Мы, наконец, присели, но на скамейку, и я, по его просьбе, вырвал из своего единственного блокнота с адресами целую страницу. Святые люди ходят по миру ни с чем. Им все дает Бог. Грешными молитвами и руками.
– Так как говорят русские на вино или, гы-гы, водку?
– За баб! – сказал я, потому что как раз о них думал. Это выдавливало чувство голода.
– Забаб? – с интересом повторил священник. – Совсем просто. И я почувствовал себя Учителем.
– А как сказать «приятного аппетита?»
Это был уже перебор. Мало того, что час кормил проповедями, но еще и дай.
Если поднять глаза к небу, то думается легко, прозрачно. Словно записываешь за кем-то, оттуда.
– Вы должны сказать «жри, собака…».
– Как? – священник аккуратно записывал латиницей: – Zjri, so-ba-ka… Не сомневаюсь, что они обрадуются, услышав родную речь.
Я вывалил ему весомый набор армейского народного сленга, непоскупившись на еще один листок из блокнота. Впереди у священника, словно светлая будущность, маячили две недели, чтобы вызубрить все нужные ему слова и фразы. Было очевидно, что он справится.
– Сын мой, – растрогался священник, прощаясь. – Я подарю тебе самое ценное. То, что тебе особенно пригодится в новой жизни и необходимо уже сейчас.

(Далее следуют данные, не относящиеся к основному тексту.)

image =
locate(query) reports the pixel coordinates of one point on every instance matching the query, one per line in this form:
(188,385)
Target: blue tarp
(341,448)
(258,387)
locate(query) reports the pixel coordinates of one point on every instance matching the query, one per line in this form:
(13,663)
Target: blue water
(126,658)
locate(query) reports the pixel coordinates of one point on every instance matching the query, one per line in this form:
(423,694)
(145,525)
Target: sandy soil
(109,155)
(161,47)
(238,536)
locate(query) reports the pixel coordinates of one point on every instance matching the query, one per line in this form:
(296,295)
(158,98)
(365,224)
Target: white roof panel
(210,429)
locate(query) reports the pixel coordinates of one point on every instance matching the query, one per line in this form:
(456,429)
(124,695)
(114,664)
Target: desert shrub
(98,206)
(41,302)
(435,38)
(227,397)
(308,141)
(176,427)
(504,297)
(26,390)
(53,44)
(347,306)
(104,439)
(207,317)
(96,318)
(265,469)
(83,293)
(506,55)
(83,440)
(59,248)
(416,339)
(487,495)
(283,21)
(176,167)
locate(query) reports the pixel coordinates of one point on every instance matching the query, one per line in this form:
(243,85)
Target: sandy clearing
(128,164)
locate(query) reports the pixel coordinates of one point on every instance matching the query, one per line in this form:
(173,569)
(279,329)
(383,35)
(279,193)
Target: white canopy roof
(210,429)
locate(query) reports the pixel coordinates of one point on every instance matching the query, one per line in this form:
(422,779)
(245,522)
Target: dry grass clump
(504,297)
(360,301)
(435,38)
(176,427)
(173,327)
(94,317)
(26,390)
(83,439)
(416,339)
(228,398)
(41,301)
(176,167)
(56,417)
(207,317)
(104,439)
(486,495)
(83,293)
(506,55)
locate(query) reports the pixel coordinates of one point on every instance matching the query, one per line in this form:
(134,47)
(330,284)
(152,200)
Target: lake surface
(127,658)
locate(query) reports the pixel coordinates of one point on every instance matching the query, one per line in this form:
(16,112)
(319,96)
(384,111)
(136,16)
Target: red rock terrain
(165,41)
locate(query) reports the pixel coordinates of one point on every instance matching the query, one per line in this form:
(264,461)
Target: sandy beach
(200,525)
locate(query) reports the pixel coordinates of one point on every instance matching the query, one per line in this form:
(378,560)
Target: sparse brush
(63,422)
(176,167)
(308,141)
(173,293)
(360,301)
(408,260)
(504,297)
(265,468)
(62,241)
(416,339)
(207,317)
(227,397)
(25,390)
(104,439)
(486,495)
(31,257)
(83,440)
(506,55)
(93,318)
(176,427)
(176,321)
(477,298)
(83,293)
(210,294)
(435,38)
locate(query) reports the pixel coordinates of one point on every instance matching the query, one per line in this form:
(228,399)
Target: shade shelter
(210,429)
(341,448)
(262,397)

«Неужели лир подкинет?» – чувствуя, что порю чушь, подумал я. Иногда так хочется верить в чудо или во что-то хорошее. Светлое. Правда, при этом почему-то ощущаешь себя глупцом, а затем – и становишься.
– Вот вам, – он радостно, как высшую награду, протянул мне, вытащив из складок сутаны, издание Библии, почти карманного формата, на итальянском. – И да поможет вам Бог!
– Спасибо, падре, – проникновенно, ни в одном глазу, ответил я, ощущая, как под ложечкой, примитивно причмокивая, уже вовсю сосет голодуха. – До свидания. Арриведерче…
Священник долго смотрел мне вслед, видимо, медитируя на добро. Затем встрепенулся, заглянул в листок с записями и, сияя, прокричал на всю его и Отца, и Сына, и Святого Духа римскую улицу:
– Сдохни, паскуда.
Что в моем переводе означало «счастливого пути, дорогой друг».
ЛИБЕРТИ
(США, 1985)– Я что, дурак, книжки читать? – натянутое на череп лицо Володи приобрело едва заметный розовый оттенок.
На самом деле оно переливалось землисто-серым, как пожухлое сено. Но не от возраста – ему не было и сорока. Такое лицо бывает у мужчин либо переживающих длительный сильный стресс, либо у хронических алкоголиков. И еще у новых эмигрантов, чья энергичность, обуянная радостью непривычных картинок, детского узнавания незнакомого мира и, как им кажется, новой жизни, перерастает в длительную истерию самоутверждения. До гроба.
Но в начале эмиграции, в среднем через полгода, один, быстро сдав, вскоре надолго ложиться на диван, лицом к стене. Другой начинает дергаться во все стороны по принципу «не знаю что, а вдруг получится». Третий отчаянно вступает в партнерства, затевает бизнесы и держит фасон, переучиваясь и набивая шишки.
Движение – все, конечная цель – ничто.
В любом случае самое главное при любом раскладе убеждать себя, что там, откуда ты уехал, очень плохо и будет хуже. Цунами, фашизм, революция. Несусветная бюрократия, бесправие, мафиозное государство с узаконенным открытым рэкетом налоговых служб и удавками полицейского видимого и невидимого контроля. Все, что угодно, но там, откуда ты уехал, должно быть плохо. Иначе какого черта ты терпишь здесь?
– Я что, дурак, книжки читать? – Володя считал себя обязанным полностью обеспечивать семью, не жалея ни себя, ни сил, ни времени.